I hope once he arrives I can keep up with him. I never imagined he would be so active. I am almost convinced he will come out of the womb an Olympian. Always seems to be at the most inopportune times too, when he wants to get his groove on. Between his killer moves and the tension from living in this grey area with Michael I have not been getting much sleep. I lay awake just staring at the wall all night, alone with my thoughts. I'm just keeping my fingers crossed all this movement is a sign that he is strong and healthy.

Michael came to me and said he will not be here for the four days he has off work. That he wants to spend his very limited free time getting wasted like a frat boy in Bryce Valley. He apparently wants to have some kind of father to be blowout. I was instantly taken back. We still have so much left to do and prepare before Milo's arrival. His work schedule already doesnt allow much free time. Since I have gotten out here he has shown absolutely zero interest in me or the baby. He doesn't want to go to any doctor appointments, and I had to nag him for days to fulfill an insurance request. I picked up some cute outfits that were on sale the other day at Marshalls, and he had nothing but snide comments to say. Stated he doesn't want to or care to help pick out or shop for any of the things we still need. Which is pretty much everything. That's a woman's job. Apparently all he wants to do to be involved with his son is go to work. I can't tell if that's a bad thing yet or not. Do I really want his poor influence or immature ways around my son anyways? This attitude where all he wants to do is lay around and get drunk is making me wonder why I am even out here. He said he wanted to be involved, but clearly that's not the case.

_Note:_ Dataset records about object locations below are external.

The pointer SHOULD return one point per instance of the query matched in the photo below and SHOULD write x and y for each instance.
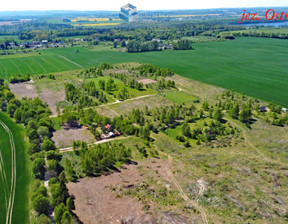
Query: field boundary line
(4, 178)
(70, 149)
(73, 62)
(181, 191)
(13, 175)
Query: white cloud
(141, 4)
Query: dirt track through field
(73, 62)
(9, 210)
(181, 191)
(70, 149)
(4, 178)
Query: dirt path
(70, 149)
(181, 191)
(73, 62)
(4, 178)
(123, 101)
(261, 156)
(116, 102)
(13, 175)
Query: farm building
(129, 13)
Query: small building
(108, 126)
(262, 109)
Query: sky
(114, 5)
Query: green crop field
(254, 66)
(20, 207)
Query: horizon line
(75, 10)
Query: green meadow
(254, 66)
(20, 212)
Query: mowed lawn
(255, 66)
(21, 202)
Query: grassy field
(254, 66)
(20, 208)
(180, 97)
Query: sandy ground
(52, 98)
(64, 138)
(147, 81)
(97, 203)
(25, 89)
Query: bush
(41, 204)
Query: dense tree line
(153, 70)
(182, 45)
(138, 46)
(95, 160)
(34, 115)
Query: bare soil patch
(52, 98)
(64, 138)
(97, 201)
(25, 89)
(147, 81)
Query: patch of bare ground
(151, 102)
(147, 81)
(102, 199)
(106, 111)
(25, 89)
(64, 138)
(52, 98)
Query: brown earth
(64, 138)
(97, 200)
(147, 81)
(25, 89)
(52, 98)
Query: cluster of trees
(91, 89)
(208, 133)
(267, 33)
(34, 115)
(242, 108)
(97, 159)
(182, 45)
(108, 86)
(133, 83)
(153, 70)
(139, 46)
(81, 97)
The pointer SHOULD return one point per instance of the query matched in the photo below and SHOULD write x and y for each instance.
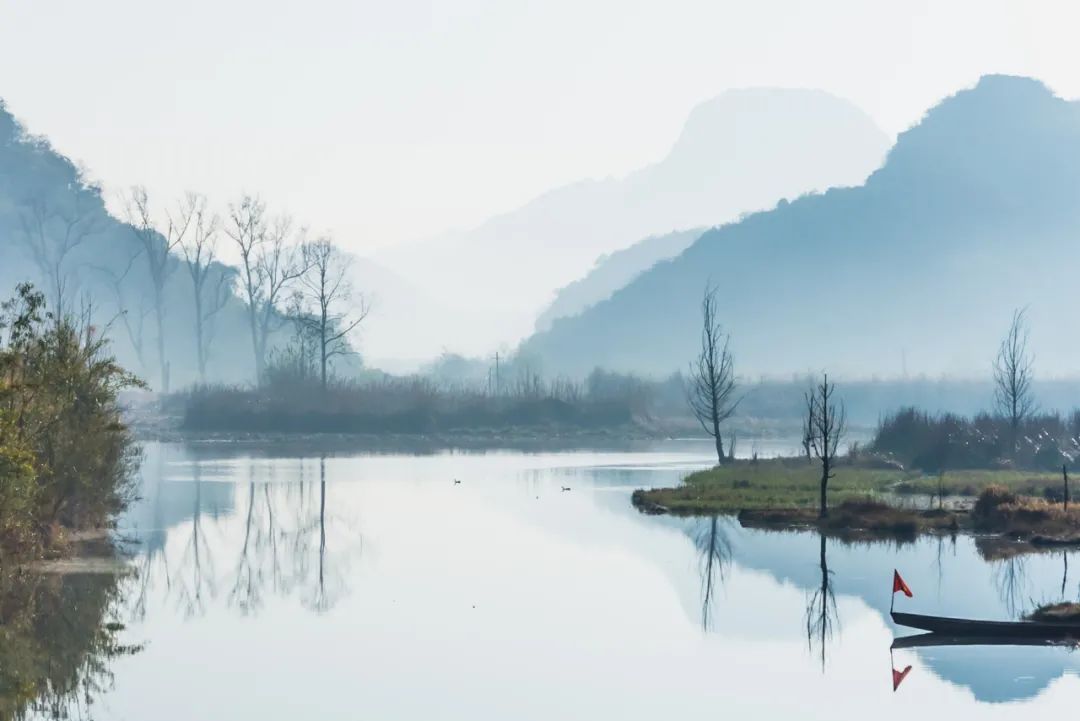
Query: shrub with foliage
(66, 458)
(935, 444)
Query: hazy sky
(394, 120)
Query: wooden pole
(1065, 475)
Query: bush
(66, 458)
(934, 444)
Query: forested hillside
(973, 215)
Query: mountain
(56, 232)
(974, 214)
(612, 272)
(741, 151)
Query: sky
(385, 122)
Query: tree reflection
(1010, 577)
(199, 583)
(715, 549)
(822, 616)
(57, 638)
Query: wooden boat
(930, 640)
(998, 629)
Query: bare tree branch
(711, 393)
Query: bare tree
(271, 259)
(200, 252)
(158, 241)
(1012, 378)
(827, 424)
(327, 290)
(51, 234)
(247, 228)
(133, 316)
(715, 549)
(712, 388)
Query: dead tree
(200, 252)
(712, 386)
(158, 241)
(1012, 379)
(50, 235)
(327, 291)
(827, 424)
(271, 259)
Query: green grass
(788, 484)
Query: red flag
(898, 677)
(898, 584)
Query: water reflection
(282, 513)
(329, 575)
(58, 638)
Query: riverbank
(874, 501)
(788, 484)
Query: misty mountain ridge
(741, 151)
(972, 215)
(612, 272)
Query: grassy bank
(67, 460)
(794, 484)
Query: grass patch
(775, 484)
(793, 484)
(1056, 613)
(1003, 511)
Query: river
(283, 583)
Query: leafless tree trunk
(827, 424)
(326, 289)
(1012, 378)
(712, 386)
(247, 229)
(133, 318)
(200, 252)
(282, 261)
(51, 235)
(158, 242)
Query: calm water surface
(281, 585)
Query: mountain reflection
(715, 554)
(822, 615)
(58, 635)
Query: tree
(327, 290)
(133, 316)
(247, 230)
(712, 390)
(822, 616)
(1012, 378)
(157, 244)
(827, 424)
(200, 250)
(51, 234)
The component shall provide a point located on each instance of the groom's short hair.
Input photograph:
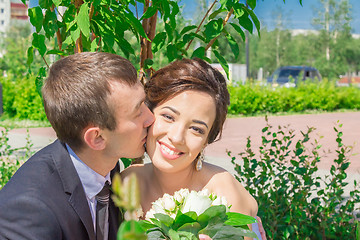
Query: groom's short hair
(76, 90)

As time went on I became more and more furious as the thought of him leaving me here alone, after I just got here, to act a fool in Utah lingered in my mind. All the times I have forgiven him, considered him and tried to be understanding, and this is what I get in return? My entire world will turn upside down when Milo arrives. I have dealt with all the stress, changes, and emotions of this pregnancy entirely alone, and the thought that maybe I would like to do something fun or enjoy some time before becoming a mother didn't even cross his mind. Yes, I understand I can pick out all the baby stuff by myself but it would just be nice to not have to. I assumed when he said he wanted to be involved that ment actually being involved not just handing over a credit card. It would just be nice for him show some interest in something other than himself for once. I have tried over and over again to make things work with him, but I'm just too tired to bother anymore. My efforts and forgiveness have been wasted and thrown in my face too many times. I'm finally at my wits end and I'm done.

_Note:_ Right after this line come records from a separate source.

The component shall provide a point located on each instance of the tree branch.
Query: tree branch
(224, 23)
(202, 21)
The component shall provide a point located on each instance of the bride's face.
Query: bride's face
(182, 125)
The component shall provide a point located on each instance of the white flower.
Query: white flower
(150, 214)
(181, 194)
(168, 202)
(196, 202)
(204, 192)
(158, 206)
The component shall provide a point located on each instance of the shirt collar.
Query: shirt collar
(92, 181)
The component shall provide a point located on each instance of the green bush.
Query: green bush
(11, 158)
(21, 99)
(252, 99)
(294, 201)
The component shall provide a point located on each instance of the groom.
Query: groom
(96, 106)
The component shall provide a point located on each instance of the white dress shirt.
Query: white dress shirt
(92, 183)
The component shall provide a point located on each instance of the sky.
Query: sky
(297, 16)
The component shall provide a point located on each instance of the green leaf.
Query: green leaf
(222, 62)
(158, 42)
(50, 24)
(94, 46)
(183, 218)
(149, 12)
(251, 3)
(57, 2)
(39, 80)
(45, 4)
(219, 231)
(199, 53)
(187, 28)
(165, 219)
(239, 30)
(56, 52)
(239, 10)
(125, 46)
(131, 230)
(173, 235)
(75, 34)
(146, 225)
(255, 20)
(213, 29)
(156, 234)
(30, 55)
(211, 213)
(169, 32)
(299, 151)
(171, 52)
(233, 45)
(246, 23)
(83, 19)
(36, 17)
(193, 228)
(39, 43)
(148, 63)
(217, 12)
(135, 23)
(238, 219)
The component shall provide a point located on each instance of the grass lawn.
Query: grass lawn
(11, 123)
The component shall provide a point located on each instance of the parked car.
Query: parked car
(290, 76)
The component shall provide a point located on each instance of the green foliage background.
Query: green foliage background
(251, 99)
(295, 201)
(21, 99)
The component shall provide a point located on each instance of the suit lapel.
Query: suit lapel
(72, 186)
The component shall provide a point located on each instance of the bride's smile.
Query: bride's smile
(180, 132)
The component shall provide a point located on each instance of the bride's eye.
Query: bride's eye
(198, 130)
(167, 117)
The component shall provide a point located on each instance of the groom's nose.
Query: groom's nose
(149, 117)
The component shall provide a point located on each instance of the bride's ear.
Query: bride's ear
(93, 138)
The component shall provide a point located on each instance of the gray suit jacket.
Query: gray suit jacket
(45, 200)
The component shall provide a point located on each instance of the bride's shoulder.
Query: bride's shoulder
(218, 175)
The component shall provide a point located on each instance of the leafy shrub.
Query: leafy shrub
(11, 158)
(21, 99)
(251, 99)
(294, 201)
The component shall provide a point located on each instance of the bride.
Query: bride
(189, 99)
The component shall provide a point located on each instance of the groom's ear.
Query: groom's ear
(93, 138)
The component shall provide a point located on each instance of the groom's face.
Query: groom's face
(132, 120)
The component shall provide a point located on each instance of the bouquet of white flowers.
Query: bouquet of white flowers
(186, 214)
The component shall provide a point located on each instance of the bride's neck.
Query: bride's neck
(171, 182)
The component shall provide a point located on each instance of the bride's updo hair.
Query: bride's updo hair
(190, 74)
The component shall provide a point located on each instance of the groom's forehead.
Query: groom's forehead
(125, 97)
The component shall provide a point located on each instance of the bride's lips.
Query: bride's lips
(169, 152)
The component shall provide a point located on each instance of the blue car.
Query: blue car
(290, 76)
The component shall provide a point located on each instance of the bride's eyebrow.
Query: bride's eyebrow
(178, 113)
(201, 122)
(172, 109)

Since we aren't together romantically, or ever going to be, I decided to lugg all of his things into the other room and bring the few baby's things we do have so far into mine. Of course, I did that by myself as well, while he sat his stubborn ass on the porch with his Budweiser pouting with his Oakley sunglasses. We don't need to be sharing a bed, acting like a couple and a family, if he isn't going to try to make things work. I refuse to live my life uncomfortably in the grey areas. From now on I'm looking at this broken partnership with him as more of a business deal. No more thoughtfulness. For example, I picked him up a new tooth brush while I was at the store the other day. I assumed and was correct that he hasn't changed his recently and dentists say to toss them every three months. Not a thank you or anything, just a sarcastic remark. Simple and easy acts of thoughtful kindness like that are done. I am here so he can see his son once in a while and Milo   can have at least one of us around to raise him. I am grateful for the opportunity to be able to stay home and bond with my son while he grows but I didn't realize the cost would be so high. I thought the days of pushing my hurt feelings aside for Michael's benefit were over.